Maneka Gandhi: Government working on direct monitoring of shelter homes

| TNN | Mar 1, 2019, 23:26 IST
NEW DELHI: Expressing concern over the recent case of escape from a shelter home in Patna district involving seven girls including those rescued from a life of abuse at the shelter home in Muzaffarpur last year, minister for women and child development Maneka Gandhi said the only way out of the problem is that the ministry establish a direct monitoring system of homes which it has been working on. She shared that the ministry had alerted the state authorities that all was not well at the Muzaffarpur home many months before the case of horrific abuse came to light but no action clearly happened.

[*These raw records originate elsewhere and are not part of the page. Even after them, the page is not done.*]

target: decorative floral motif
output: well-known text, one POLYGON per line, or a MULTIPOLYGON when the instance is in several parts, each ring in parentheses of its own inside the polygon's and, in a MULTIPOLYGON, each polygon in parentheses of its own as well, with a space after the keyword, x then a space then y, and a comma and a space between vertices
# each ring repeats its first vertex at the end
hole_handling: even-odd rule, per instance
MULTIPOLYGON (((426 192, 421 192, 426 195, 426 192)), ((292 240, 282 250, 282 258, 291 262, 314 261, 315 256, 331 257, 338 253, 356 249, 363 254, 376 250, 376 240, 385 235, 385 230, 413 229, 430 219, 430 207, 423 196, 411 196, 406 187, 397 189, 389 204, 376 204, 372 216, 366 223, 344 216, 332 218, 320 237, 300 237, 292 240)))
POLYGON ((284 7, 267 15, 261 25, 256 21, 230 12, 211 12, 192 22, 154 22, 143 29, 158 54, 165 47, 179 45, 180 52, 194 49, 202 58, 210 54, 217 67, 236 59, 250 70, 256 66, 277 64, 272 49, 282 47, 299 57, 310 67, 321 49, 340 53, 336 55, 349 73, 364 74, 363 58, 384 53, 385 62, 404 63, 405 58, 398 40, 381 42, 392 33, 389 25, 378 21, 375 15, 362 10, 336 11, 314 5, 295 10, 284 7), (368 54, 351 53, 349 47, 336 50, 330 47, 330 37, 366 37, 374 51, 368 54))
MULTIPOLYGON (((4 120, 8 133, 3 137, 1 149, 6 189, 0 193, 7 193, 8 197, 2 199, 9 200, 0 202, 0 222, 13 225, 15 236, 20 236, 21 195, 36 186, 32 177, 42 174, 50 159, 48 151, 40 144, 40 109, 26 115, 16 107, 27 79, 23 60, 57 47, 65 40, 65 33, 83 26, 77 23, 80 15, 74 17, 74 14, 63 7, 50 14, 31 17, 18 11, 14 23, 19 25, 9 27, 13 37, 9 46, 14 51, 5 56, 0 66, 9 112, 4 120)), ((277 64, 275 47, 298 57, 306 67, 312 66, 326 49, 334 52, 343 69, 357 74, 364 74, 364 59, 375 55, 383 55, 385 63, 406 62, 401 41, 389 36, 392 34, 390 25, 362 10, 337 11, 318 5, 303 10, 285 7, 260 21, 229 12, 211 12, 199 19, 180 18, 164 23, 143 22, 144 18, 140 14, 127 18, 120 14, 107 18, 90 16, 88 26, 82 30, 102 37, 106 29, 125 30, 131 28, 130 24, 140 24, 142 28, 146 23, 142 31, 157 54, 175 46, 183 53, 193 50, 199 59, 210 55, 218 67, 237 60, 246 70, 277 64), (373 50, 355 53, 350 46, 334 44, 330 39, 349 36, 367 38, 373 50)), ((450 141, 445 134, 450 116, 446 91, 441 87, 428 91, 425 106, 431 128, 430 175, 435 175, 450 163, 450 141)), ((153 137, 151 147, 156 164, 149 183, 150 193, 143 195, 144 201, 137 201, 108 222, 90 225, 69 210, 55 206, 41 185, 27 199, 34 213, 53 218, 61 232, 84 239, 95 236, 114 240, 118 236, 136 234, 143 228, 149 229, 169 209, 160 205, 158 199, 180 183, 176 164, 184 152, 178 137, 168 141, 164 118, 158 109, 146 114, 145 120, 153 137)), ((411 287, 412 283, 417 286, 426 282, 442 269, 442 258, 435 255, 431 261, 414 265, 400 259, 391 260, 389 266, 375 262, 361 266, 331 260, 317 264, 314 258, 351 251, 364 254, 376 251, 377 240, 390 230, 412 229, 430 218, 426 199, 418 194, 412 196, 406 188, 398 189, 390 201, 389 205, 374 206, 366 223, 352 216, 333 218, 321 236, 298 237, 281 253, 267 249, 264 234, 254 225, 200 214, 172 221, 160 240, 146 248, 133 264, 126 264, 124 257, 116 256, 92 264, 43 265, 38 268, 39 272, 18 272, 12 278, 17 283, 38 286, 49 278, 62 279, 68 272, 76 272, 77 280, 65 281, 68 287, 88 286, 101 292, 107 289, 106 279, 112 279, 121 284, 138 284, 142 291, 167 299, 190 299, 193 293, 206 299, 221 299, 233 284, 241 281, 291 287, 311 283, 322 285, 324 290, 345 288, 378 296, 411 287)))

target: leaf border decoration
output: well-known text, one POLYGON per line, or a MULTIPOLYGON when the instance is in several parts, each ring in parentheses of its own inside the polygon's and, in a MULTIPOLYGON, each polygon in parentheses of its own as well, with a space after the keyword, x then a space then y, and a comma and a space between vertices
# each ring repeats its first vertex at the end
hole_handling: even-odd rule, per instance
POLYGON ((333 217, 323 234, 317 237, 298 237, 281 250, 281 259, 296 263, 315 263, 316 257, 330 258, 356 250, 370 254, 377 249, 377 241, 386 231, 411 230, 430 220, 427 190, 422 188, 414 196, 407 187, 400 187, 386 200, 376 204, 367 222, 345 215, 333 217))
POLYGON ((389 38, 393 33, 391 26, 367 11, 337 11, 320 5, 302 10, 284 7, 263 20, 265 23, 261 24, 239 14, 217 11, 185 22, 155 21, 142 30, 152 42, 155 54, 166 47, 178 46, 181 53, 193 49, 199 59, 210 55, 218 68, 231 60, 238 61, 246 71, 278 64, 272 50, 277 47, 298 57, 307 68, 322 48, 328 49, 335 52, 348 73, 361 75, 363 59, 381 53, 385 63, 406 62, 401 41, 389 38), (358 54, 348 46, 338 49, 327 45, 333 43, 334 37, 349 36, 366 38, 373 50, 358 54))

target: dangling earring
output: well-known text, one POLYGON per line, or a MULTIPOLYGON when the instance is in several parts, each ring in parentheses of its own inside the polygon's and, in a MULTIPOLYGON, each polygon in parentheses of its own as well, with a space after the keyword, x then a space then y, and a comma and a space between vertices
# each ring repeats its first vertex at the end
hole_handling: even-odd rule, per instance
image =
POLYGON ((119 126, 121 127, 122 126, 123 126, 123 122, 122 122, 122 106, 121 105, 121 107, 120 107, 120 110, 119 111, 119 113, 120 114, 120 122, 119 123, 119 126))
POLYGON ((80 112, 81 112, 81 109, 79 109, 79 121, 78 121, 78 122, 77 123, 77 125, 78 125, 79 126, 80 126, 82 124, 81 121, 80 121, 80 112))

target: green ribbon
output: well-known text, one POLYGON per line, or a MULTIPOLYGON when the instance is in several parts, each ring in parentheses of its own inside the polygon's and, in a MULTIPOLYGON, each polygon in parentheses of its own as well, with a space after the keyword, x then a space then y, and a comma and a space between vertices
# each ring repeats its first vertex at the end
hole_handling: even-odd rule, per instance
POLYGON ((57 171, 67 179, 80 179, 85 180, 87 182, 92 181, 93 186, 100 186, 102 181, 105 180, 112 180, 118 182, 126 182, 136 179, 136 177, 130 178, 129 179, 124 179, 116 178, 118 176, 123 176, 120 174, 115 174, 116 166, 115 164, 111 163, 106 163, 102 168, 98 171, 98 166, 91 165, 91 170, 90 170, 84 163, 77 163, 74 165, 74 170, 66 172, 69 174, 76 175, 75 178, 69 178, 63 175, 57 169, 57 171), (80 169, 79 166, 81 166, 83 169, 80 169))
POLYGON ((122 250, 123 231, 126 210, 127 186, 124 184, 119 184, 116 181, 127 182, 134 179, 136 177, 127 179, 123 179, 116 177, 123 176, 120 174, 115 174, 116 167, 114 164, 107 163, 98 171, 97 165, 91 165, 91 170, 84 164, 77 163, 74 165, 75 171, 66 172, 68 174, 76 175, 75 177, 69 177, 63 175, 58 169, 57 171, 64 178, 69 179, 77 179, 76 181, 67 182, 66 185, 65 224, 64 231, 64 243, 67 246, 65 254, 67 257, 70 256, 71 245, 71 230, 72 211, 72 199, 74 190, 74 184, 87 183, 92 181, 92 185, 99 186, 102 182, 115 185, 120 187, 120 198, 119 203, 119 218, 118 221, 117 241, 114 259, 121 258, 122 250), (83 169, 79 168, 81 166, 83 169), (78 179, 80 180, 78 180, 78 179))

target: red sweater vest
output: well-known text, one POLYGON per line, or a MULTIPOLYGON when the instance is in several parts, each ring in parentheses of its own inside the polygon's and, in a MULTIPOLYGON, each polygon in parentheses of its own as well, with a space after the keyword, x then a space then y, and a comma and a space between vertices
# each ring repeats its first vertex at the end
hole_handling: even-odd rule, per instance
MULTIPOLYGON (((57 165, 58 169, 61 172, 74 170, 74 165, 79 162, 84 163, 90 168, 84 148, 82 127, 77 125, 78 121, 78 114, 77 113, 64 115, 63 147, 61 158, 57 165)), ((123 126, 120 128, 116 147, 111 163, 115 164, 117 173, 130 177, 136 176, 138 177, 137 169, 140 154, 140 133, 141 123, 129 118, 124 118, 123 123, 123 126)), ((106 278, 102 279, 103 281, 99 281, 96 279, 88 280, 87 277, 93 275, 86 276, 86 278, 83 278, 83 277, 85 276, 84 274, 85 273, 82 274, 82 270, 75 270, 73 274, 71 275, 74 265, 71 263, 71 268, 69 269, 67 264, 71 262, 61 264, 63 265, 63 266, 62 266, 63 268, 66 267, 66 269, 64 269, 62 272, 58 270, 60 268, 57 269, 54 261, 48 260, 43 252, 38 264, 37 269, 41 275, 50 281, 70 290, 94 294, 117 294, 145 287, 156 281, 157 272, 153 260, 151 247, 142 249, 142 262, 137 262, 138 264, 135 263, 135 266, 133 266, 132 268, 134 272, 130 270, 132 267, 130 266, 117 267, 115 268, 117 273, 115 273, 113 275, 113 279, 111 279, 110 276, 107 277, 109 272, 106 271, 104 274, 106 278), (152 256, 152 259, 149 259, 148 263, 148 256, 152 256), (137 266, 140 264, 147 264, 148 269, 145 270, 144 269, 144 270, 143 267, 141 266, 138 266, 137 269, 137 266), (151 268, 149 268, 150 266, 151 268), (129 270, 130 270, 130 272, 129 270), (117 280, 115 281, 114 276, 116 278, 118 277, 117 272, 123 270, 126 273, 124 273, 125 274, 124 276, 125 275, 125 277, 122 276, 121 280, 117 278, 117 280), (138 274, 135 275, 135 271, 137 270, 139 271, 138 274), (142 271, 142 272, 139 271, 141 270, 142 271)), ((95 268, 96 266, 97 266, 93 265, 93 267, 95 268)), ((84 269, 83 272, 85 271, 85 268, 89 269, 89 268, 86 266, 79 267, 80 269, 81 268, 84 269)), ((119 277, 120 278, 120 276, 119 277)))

TOI reported on February 23 from Patna that four of the teen girls who were moved to a government-funded shelter home in Patna district, when rescued last May from a life of abuse and violence in a Muzaffarpur shelter home, broke thin window-bars to escape with three others from their new ‘home’ around 3am on Saturday. All seven girls were later traced and rescued.


“We have moved beyond warning alerts to states and raising an alarm,” she said pointing that Centre through the ministry and NCPCR has been increasingly intervening in the running of shelters for women and children directly. Gandhi cited measures like inspections, surveys and mapping exercises undertaken to establish the examct number of homes and their occupants and the nature of problems that need to be addressed.


The escape also invited the charge that the state has not provided enough security to the girls, key witnesses in the Supreme Court-monitored investigation into the high-profile case. The four girls in Saturday’s escape bid had recorded their statements against Muzaffarpur shelter home case prime accused Brajesh Thakur among others. Thakur is in Patiala jail. On February 7, the Supreme Court had transferred the case from a Bihar court to Delhi, which would now conclude the trial within six months.


The horrors at the Muzaffarpur home came to light in a report last May by Tata Institute of Social Sciences that found that most of the 41 girls in the Muzaffarpur were sexually assaulted and abused at the NGO-run shelter home. They were then shifted to a home in Mokama.